If you’re getting specks of paint rather than a nice clean coverage this could mean your paint is too thick and or you need more pressure. The other reason this could be is paint drying on the tip of the needle. This seems to happen especially when you are using light colours. Use an old toothbrush / cleaning brush to wipe your needle tip and try again. This can sometimes need to be done constantly depending on the paint.
Loss of accuracy
Rather than a symptom of old age, this is more likely to be down to your needle being bent. The needle needs to be razor sharp and absolutely straight to work properly. Sadly, the only real way round this is to replace it. I tend to keep a spare needle for both my brushes as you will always bend it at the worst possible time!
Stripping down your brush
Sadly, a lot of the common issues can only be resolved by giving your brush a good clean. I would strongly advise that you know how to take every part of your airbrush apart and then put it back together again before you fill it with paint. You *will* clog it (I still do after 5 years of using it) and figuring out how it comes apart when it is clean is a lot easier than when it’s full of paint!

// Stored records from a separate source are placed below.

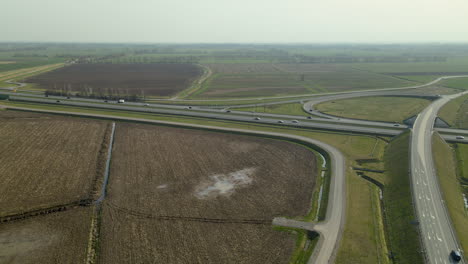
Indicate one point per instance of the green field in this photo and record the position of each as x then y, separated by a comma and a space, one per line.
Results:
390, 109
450, 183
287, 109
455, 112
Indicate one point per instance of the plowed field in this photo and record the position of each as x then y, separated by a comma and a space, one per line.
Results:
123, 79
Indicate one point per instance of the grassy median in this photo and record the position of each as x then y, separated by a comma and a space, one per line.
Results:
286, 109
363, 235
379, 108
403, 235
454, 112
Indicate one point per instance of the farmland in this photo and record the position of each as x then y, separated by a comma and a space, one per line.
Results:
35, 160
119, 79
249, 80
53, 238
179, 183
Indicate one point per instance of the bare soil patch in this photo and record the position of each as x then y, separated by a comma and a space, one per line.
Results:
120, 79
189, 196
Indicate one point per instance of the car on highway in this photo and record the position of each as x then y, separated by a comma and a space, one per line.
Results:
455, 255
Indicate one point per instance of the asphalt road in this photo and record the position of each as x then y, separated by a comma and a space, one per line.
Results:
385, 130
330, 229
435, 225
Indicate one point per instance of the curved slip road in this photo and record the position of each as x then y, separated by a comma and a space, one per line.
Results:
437, 233
330, 229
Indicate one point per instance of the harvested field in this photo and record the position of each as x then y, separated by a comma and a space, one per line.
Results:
48, 160
188, 196
54, 238
120, 79
130, 239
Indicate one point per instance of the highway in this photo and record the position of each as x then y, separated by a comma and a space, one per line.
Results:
339, 125
330, 230
436, 229
437, 235
386, 130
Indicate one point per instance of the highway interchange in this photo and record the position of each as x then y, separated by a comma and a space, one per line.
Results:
435, 225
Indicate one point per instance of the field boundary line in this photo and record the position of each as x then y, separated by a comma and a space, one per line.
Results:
189, 218
45, 211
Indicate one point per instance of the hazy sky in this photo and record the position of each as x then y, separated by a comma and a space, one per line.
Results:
265, 21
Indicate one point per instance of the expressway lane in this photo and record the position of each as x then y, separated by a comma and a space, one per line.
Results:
436, 228
330, 229
244, 117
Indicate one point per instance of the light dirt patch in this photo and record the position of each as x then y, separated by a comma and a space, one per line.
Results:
224, 184
238, 146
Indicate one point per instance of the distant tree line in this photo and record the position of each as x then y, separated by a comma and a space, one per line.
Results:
369, 59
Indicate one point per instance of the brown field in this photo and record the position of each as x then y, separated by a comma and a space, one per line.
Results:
187, 196
123, 79
53, 238
47, 160
142, 240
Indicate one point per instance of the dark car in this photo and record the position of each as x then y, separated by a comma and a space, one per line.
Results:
455, 255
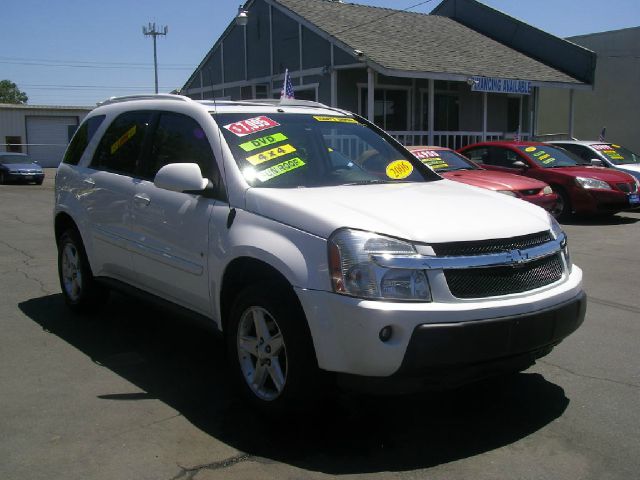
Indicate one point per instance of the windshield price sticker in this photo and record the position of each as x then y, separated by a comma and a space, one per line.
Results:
399, 169
272, 154
279, 169
336, 119
263, 142
251, 125
128, 135
425, 154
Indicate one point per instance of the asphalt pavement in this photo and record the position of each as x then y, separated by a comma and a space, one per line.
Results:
138, 393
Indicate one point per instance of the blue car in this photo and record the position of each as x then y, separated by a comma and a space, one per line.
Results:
18, 167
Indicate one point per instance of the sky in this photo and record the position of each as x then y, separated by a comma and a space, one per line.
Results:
80, 52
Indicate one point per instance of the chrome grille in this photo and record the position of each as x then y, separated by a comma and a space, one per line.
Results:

You don’t need to strip your brush every time you change paint. Mostly I use some clean water and an old paint brush to clean out the cup and then spray water through until it’s clear. At the end of a session (or when I’ve clogged it) that’s then I strip it down and properly clean it. Firstly I run all the pieces under a tap (making sure not to drop any tiny bits down the drain). Any stubborn paint is scrubbed with a cleaning brush. I use an old airbrush needle that I’ve bent to clean out the nozzle (be careful though, this is a very thin piece of metal and if you push something too thick like a tooth pick through the end you’re likely to tear it and have to replace it. Once I’m happy everything is clean I reassemble it all and spray some airbrush cleaner through it.
It’s still clogged!
I try to avoid this unless it’s a last resort but if your brush still isn’t working you can try “Liquid Reamer” (Amazon stocks it). This stuff comes in a spray can and with a lot of health warnings as it is incredibly toxic, but it will absolutely destroy paint. Disassemble your brush and spray each piece with some then after 10 minutes give it a really good clean with a toothbrush. Please, please use gloves and a mask if you’re doing this as it is toxic as hell, but I have yet to find a problem it can’t fix!